山岳トンネル目地部のモルタル片はく落防止に「TA面木」を開発、戸田建設:山岳トンネル工事
戸田建設は、山岳トンネル工事のコンクリート打設で、凹凸形状により付着モルタル見落とさない「TA面木」を開発した。付着モルタルを確実に除去できるため、トンネル供用中にはく落して通行車両を損傷させる事故を防げる。
戸田建設は2025年6月23日、山岳トンネル覆工コンクリート目地部でモルタル片のはく落による事故リスク低減を目的に、付着モルタルの視認性を大幅に向上させる凹凸付き面木「TA面木(Trim Assist=整形補助面木)を開発したと公表した。
凹凸形状で付着モルタルの視認性を向上して確実に除去
山岳トンネルの内面に施工される覆工コンクリートには、約10メートルごとに施工区間の継ぎ目となる打継ぎ目地がトンネル横断方向に設けられる。目地部では、コンクリート打設時に面木(継目の角を取るための三角形状の型枠材)と先に打設された覆工との隙間に、モルタル分が付着することがある。通常は脱型後の仕上げ作業で除去されるが、表面が平滑になるため分かりづらく見落とされることがあり、はく落して通行車両を損傷させるリスクがあった。

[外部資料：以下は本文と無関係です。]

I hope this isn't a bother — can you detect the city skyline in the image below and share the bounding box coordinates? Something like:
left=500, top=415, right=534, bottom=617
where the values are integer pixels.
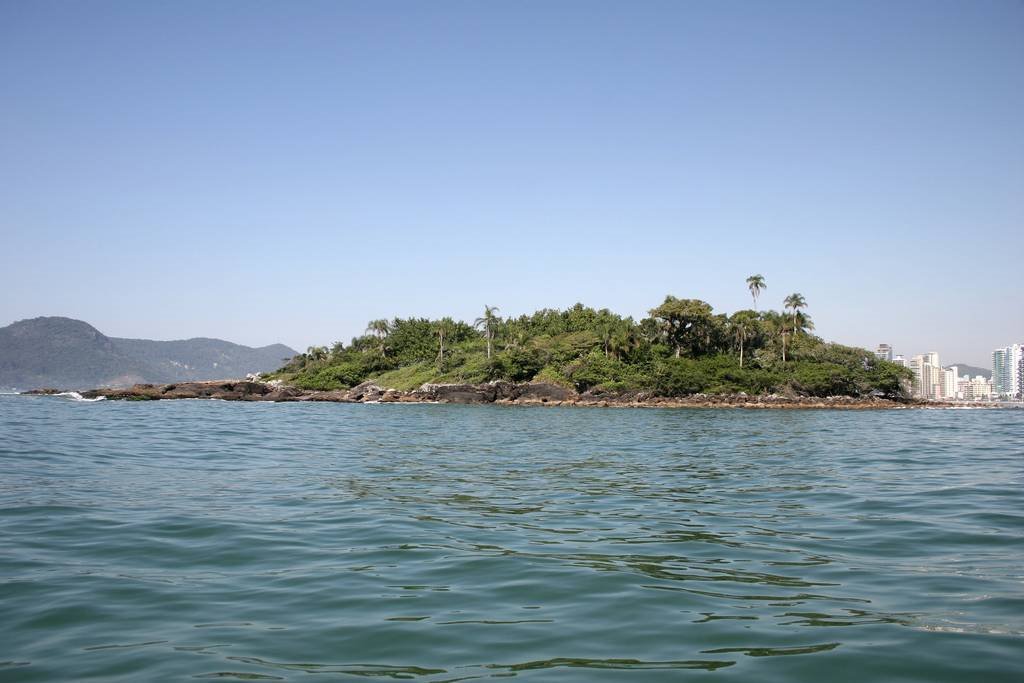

そこで新開発のTA面木は、目地部に用いる面木の形状を改良し、先に打設された覆工と接する面に溝を2列設け、凹凸を付けた。付着したモルタル分の表面に凹凸が生じて視認性が向上し、型枠脱型後の仕上げ作業時に見落とされず、確実にモルタル分を除去できる。
新名神高速道路の宇治田原トンネル東工事と木与第1トンネル工事で実証実験を行った。結果、目地部に付着したモルタル分の表面に想定通りの凹凸が生じ、視認性が向上することが確認された。
戸田建設は今後、目地部のモルタル片はく落防止対策としてTA面木の適用を拡大していく。面木をさらに改良し、モルタルの付着自体を抑制する技術の開発にも取り組む。